Thursday, May 01, 2014

Mind Numbing

Here is complex bankruptcy story, as detailed by Bloomberg.  The Gherkin tower (the building shaped like a football) in London became the highest profile London property bankruptcy since Canary Wharf in 1992.  It looks like the borrower's hedging backfired, causing its liabilities to increase:
Deloitte said in an April 24 statement that the defaults stemmed from the building’s complex, multi-currency capital structure. “Adverse interest rate and currency movements have caused the total senior liabilities secured by the property to increase materially,” the firm said.

Rate swaps allow borrowers to keep payments within a fixed range even if interest rates fluctuate more widely. When rates fall, customers might pay higher costs for the swap to keep payments within the agreed range.
The building, bought for 600 million pounds in 2007, was valued at 473 million to 520 million pounds in 2012.  I can't quite figure the debt, but think it's near 550 million pounds. 


reitspot said...

Any idea how these rate swaps work for the borrower? "When rates fall ... might pay higher costs ... to keep payments within the agreed range"? Fine, but how did that "increase senior liabilities"? It seems like if you're just keeping payments within a range, then nothing would have "increased" necessarily ... it just stayed high despite a drop in rates.

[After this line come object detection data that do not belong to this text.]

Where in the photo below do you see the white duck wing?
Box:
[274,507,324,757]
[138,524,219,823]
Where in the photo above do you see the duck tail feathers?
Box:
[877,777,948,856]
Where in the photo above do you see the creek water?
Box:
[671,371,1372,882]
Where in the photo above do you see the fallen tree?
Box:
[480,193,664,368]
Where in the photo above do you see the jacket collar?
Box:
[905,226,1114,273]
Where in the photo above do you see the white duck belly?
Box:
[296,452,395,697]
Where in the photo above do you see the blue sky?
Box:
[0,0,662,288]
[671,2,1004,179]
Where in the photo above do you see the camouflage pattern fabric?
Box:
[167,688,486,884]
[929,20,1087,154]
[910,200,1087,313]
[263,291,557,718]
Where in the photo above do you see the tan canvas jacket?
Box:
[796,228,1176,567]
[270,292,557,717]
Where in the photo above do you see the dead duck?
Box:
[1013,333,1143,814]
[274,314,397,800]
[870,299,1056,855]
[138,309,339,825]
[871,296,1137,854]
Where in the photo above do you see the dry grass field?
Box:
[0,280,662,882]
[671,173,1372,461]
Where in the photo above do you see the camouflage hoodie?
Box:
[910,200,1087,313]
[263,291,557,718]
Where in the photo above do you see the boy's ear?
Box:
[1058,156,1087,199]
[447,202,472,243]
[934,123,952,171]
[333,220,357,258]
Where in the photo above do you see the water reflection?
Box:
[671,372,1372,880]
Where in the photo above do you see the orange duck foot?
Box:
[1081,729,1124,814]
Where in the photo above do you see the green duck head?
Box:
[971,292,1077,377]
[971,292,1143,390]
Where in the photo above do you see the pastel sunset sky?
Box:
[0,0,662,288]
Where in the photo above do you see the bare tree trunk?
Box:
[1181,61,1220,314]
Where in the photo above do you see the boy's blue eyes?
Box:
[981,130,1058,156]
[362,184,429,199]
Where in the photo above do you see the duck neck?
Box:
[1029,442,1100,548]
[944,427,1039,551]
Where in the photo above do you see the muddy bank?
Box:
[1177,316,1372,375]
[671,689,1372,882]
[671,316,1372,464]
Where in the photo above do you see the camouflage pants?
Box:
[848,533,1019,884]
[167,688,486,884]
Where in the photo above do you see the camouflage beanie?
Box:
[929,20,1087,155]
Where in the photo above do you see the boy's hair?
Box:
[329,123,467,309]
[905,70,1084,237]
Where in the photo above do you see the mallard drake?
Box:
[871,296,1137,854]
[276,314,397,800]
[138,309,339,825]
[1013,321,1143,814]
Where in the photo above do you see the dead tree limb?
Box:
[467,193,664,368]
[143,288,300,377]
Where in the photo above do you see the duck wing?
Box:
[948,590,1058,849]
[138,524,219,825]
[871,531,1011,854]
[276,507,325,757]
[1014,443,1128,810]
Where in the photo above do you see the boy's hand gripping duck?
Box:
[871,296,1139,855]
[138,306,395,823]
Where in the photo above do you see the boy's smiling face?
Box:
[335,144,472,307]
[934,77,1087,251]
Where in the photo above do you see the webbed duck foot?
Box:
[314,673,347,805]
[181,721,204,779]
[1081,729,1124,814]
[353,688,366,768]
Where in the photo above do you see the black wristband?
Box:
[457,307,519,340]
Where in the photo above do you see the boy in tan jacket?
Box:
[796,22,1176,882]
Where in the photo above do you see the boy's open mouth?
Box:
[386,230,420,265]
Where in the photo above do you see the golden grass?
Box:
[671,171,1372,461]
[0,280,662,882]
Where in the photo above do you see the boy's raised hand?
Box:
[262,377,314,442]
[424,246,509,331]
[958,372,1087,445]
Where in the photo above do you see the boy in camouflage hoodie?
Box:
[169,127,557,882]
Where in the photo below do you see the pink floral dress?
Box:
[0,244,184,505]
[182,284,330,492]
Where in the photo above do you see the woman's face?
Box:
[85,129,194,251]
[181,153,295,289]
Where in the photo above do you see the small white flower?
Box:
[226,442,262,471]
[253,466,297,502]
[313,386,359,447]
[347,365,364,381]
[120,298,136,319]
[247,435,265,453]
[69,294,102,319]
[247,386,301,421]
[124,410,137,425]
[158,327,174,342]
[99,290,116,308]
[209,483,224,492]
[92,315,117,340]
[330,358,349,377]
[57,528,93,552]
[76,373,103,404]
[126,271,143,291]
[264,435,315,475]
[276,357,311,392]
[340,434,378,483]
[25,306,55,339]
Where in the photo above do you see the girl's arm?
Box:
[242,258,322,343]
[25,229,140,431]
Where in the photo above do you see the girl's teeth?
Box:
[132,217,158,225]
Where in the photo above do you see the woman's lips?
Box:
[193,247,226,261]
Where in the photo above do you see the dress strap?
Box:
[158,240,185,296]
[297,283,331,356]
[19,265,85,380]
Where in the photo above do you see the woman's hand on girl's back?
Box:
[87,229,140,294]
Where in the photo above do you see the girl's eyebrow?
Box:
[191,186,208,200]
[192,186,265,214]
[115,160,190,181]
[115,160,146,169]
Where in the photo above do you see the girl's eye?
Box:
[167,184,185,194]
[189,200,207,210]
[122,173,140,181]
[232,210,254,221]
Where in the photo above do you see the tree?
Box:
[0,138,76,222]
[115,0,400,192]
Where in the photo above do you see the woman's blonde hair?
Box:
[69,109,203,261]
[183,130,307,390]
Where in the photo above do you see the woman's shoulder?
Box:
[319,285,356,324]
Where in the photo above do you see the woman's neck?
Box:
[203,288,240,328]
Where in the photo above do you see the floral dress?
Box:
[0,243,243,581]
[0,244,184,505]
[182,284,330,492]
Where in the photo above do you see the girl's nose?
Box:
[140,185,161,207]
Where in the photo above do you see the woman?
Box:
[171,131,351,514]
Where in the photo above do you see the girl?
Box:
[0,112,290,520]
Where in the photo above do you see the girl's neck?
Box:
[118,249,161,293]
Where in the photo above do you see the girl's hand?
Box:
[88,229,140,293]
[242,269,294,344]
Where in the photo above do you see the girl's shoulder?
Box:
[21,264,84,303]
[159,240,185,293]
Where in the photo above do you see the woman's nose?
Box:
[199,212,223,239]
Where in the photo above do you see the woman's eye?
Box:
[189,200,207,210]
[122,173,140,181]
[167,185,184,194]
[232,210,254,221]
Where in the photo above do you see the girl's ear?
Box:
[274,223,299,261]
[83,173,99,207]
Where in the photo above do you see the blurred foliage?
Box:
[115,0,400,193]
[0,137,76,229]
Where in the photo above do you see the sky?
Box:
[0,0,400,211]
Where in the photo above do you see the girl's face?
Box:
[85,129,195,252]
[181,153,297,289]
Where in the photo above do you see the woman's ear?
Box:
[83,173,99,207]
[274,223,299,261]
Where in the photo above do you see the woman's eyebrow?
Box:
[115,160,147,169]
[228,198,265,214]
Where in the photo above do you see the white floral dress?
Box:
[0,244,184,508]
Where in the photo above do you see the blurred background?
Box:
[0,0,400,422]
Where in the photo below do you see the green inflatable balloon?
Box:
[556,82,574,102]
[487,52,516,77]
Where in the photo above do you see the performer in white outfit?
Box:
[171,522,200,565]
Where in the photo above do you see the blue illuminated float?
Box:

I was curious, so I grabbed a term sheet just now from Credit Suisse for a possible $15m swap agreement related to a floating rate mortgage on one of our buildings, and I have NO idea how this works. Something to do with payoff = index rate minus strike, and there's a cap rate/strike that varies based on termination date ...

Rational Realist said...

I don't fully know how the swaps work, and unfortunately I don't think many borrowers buying this protection do either. Bankers sure know how they work.